That's not to say a million fiefdoms is necessarily a bad approach. A small server where all the members know each other is much more likely to be run in a way that's satisfactory to all its members than a big one. Furthermore, users have the option to maintain multiple accounts.
In theory, certainly.
In practice, one instance dominates and all the other instances have to censor accordingly or die.
Compare to Craigslist, or for a period of five or ten years after its inception, Google Search.
Enshittification is not a necessary consequence for a sustainable business. But I think social media platforms are susceptible to forces that pull beyond that.
define sustainable - I mean, do non-growing businesses seem allowed to exist these days?
Yes, they are. Not all forms of incorporation are like publicly traded joint-stock corporation.
Just a regular story of capitalism and platform enshittification.
Whenever a platform is owned by shareholders who then need to extract rents from the ecosystem, this will happen. Whether it’s couchsurfing or twitter.

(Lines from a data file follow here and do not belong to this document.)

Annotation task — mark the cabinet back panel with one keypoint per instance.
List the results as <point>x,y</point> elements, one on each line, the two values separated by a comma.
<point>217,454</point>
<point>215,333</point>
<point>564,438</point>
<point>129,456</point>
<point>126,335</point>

Expect it to happen to Reddit etc.
There is a direct line from the profit motive to platforms becoming enshittified, promoting the most outrageous content and making people emotional and angry.
The AI is just another level of appropriating human work. Whether it’s google’s disruption of publishers through AI-generated answers, or OpenAI training on artists’ work.
Is "profit motive" that different than "survival motive"?
These platforms need money to survive. Automattic, the latest owner of Tumblr wrote a great post on all the things they've tried and how Tumblr is still losing $20MM a year IIRC.
That’s only in the capitalist system.
Wordpress by that same Automattic doesn’t need money to survive, in the sense of money going to one large corporation. Anyone can self-host their own copy of wordpress, buy plugins etc.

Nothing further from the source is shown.